Je parle d’abord au nom de ceux qui, ayant grandi dans cette province avant la Révolution tranquille, ont vécu dans une société imprégnée de catholicisme.

Ils pourront bien dans la suite s’émanciper tant qu’ils voudront, perdre la foi si cela leur chante, devenir athées, embrasser l’idéologie communiste, ils sont marqués d’un signe indélébile qui les fera toujours reconnaître sous tous leurs déguisements.

Un heureux hasard de leur naissance leur a épargné le dégoût le plus grand qui se puisse concevoir, et qui est celui de vivre dans un monde où l’homme serait la réalité la plus haute, produit par le plus grand des hasards dans le plus petit des cosmos, sans qu’aucun Amour ou qu’aucune Intelligence ait un tant soit peu disposé favorablement les éléments de départ dans l’univers ou guidé leur évolution. Il est impossible de décider ce qui l’emporte dans cette conception, de son infinie sottise, si grande qu’elle n’a même pas pu convaincre tous les esprits scientifiques, ou de son infinie tristesse, puisque l’on ne peut sans quelque déception constater que tant et de si grands moyens n’aboutissent, après un si long temps, à rien de plus qu’un singe un peu moins laid et un peu plus malin que les autres.

Ne valait-il pas mieux penser, en s’inspirant librement d’Aristote et de saint Thomas, que le monde matériel où nous sommes placés, au moins corporellement, étant essentiellement changeant, instable et imparfait, ne peut être cause de lui-même, que les causes du changement qui s’y observe ne peuvent remonter à l’infini, que ce changement tire donc son origine d’une cause non sujette au changement, qui est Dieu, que l’ordre incroyablement précis et fin que l’on retrouve dans la nature et dans les lois mathématiques simples qui en expriment les régularités s’expliquent beaucoup plus naturellement par l’action de causes finales rattachées à un Être d’une puissance et d’une intelligence qui ne nous sont pas concevables ?

Faisant un pas de plus, les hommes de cette époque se souvenaient encore d’un certain Juif de Galilée crucifié par un préfet romain qui ignorait le sens du mot vérité, comme bien d’autres juges ou puissants dont l’histoire nous a conservé le triste souvenir. Ils se souvenaient aussi de cette troupe résolue d’hommes simples qui l’avaient suivi pendant ses quelques années de prédication, et qui ont rendu témoignage de ses miracles, de la sublimité de sa doctrine, de son infinie compassion pour toutes les misères inséparables de la condition humaine, de ses promesses, de sa filiation divine et enfin de sa résurrection.

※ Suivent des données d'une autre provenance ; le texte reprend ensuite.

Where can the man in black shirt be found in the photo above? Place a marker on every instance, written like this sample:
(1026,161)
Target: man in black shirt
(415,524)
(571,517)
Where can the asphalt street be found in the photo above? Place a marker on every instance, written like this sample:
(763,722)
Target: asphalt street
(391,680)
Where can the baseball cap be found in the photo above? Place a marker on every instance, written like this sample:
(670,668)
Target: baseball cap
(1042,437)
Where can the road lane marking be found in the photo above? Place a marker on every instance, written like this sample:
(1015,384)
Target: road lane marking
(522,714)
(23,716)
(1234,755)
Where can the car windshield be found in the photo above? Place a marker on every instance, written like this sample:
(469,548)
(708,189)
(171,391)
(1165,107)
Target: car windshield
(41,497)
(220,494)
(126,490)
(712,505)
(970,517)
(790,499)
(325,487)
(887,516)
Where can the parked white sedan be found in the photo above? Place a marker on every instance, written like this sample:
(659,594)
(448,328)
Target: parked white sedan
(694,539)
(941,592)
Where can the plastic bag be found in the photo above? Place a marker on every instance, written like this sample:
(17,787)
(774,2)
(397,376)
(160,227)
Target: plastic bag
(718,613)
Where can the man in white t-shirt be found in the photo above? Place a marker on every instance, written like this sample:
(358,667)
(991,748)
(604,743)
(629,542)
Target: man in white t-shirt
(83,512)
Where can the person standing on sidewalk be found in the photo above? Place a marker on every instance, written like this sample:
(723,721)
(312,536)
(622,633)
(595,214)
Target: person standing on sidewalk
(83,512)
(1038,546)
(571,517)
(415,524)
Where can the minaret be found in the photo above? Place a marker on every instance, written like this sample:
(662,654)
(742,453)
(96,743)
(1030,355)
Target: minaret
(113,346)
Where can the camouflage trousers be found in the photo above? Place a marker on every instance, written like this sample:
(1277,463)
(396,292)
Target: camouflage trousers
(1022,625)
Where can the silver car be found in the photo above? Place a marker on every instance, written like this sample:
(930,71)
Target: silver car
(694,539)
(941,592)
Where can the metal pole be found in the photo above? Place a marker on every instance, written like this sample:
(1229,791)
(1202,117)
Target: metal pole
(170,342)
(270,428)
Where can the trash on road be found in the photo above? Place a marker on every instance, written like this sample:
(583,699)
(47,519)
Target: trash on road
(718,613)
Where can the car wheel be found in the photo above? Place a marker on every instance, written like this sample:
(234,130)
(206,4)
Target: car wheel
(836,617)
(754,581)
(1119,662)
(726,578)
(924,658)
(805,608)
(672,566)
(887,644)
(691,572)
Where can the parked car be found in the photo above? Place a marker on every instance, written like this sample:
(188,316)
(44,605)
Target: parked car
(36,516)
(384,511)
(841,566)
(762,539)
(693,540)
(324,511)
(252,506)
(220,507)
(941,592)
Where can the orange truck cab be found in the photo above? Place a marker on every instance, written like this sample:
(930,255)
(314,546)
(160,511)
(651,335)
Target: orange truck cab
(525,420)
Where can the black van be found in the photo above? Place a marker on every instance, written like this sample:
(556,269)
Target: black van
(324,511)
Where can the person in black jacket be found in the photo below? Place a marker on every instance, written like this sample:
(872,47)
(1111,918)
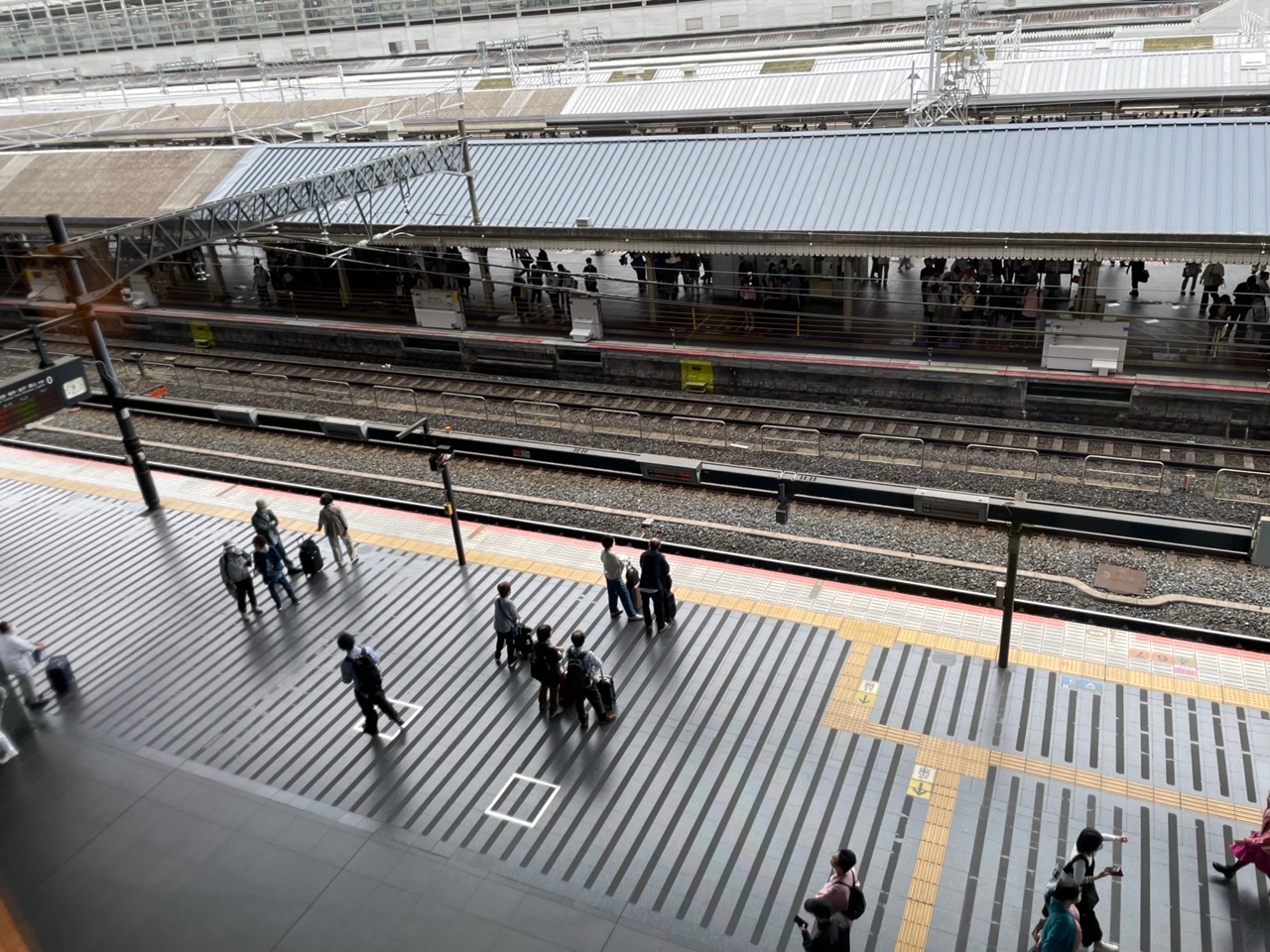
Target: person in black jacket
(654,585)
(545,669)
(832,929)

Et ils ont payé de leur sang leur persistance indéfectible dans ce témoignage, nous forçant ainsi à croire, soit que ce témoignage est véridique, soit que tous ces hommes normaux, qui avaient jusque-là gagné leur vie dans la peine, ont été d’un seul coup emportés par une folie collective qui les poussait inexplicablement à soutenir sans aucun profit pour eux des mensonges qui leur valaient les supplices le plus cruels, devant lesquels ils ne reculaient jamais.

Comment oublier aussi l’atmosphère spirituelle et liturgique si suave et si pénétrante dont le catholicisme enveloppait l’existence des hommes et des femmes de ce temps, par sa somptueuse liturgie, par le rythme enchanteur de son calendrier qui soulignait l’écoulement du temps et l’enchaînement des saisons par ses propres fêtes...

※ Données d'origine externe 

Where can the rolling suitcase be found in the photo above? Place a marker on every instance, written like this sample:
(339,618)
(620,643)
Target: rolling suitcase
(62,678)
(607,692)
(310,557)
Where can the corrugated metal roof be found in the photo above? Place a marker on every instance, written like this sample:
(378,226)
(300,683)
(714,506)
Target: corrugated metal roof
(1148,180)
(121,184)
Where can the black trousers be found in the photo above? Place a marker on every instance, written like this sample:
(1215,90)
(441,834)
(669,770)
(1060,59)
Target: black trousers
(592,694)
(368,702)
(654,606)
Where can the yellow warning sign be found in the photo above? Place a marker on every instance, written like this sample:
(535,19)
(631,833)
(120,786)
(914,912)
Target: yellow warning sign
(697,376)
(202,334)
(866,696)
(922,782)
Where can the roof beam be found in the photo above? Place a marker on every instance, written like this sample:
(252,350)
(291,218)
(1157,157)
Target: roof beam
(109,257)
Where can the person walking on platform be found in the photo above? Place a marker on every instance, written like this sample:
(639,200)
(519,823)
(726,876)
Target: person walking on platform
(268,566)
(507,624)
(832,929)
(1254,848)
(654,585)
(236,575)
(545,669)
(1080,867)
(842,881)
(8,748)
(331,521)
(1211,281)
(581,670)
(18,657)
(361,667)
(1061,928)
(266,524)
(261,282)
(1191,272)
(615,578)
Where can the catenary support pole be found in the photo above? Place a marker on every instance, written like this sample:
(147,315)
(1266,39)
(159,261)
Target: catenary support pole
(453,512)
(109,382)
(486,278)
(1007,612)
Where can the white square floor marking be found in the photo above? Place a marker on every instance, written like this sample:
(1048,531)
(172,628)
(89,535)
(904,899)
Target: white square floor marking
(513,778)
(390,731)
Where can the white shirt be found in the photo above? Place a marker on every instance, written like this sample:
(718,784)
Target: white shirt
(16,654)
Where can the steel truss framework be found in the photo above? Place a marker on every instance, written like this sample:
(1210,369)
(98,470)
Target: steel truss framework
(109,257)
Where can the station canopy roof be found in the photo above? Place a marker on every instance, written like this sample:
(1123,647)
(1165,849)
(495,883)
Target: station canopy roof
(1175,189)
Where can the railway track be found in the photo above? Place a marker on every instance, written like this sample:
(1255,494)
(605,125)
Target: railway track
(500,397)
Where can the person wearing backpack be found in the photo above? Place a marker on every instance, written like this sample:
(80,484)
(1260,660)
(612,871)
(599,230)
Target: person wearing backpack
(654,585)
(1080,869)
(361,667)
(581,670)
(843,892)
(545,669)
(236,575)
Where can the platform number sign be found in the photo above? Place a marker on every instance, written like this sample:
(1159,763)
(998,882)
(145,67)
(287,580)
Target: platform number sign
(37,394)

Comment oublier aussi l’atmosphère spirituelle et liturgique si suave et si pénétrante dont le catholicisme enveloppait l’existence des hommes et des femmes de ce temps, par sa somptueuse liturgie, par le rythme enchanteur de son calendrier qui soulignait l’écoulement du temps et l’enchaînement des saisons par ses propres fêtes et par la succession ininterrompue de ses saints et de ses mystères ? Et que dire de la langue mélodieuse et profonde qui augmentait encore la solennité de son culte et de son chant, ce latin lui aussi descendu au tombeau sous les coups des barbares, et puis ressuscité par des clercs qui en assuraient inlassablement et amoureusement la survie.

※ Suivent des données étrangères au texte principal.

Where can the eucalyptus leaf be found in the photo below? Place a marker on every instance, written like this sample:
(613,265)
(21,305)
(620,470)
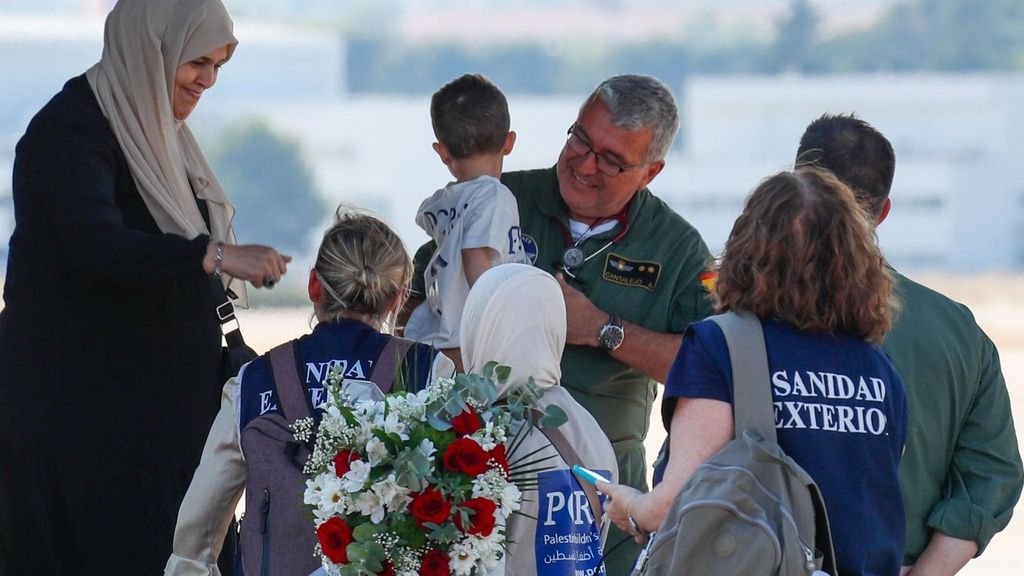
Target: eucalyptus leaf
(377,552)
(366,532)
(357,552)
(503,372)
(437,423)
(553,417)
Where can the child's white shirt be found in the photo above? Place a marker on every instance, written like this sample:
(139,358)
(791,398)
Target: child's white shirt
(477,213)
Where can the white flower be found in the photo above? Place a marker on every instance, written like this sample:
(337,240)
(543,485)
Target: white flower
(355,478)
(462,558)
(427,449)
(489,548)
(393,495)
(376,451)
(511,499)
(393,424)
(369,503)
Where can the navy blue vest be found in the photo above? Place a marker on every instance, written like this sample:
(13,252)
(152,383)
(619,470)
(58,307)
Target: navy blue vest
(347,343)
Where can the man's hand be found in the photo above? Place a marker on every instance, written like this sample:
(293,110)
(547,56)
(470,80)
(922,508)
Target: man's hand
(650,353)
(944,556)
(583,318)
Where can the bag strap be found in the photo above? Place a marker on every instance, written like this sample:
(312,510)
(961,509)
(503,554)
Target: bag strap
(291,393)
(564,448)
(752,406)
(390,358)
(225,314)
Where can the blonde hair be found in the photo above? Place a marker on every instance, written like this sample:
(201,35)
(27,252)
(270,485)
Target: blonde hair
(361,264)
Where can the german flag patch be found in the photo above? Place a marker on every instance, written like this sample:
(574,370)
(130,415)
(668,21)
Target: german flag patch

En un mot comme en mille, au lieu de l’homme pitoyable qui se prend pour centre en rejetant avec impatience et même avec horreur tout ce qui le limite, lui pourtant si imparfait qu’il inspire plus de pitié que de haine, l’homme du catholicisme, créé à l’image et à la ressemblance de Dieu, racheté par le sang d’un Dieu, aimé par le cœur d’un Dieu, appelé sans relâche par la voix d’un Dieu, voyait au-delà de la mort les bras que son Dieu lui ouvrait pour l’accueillir dans l’éternité.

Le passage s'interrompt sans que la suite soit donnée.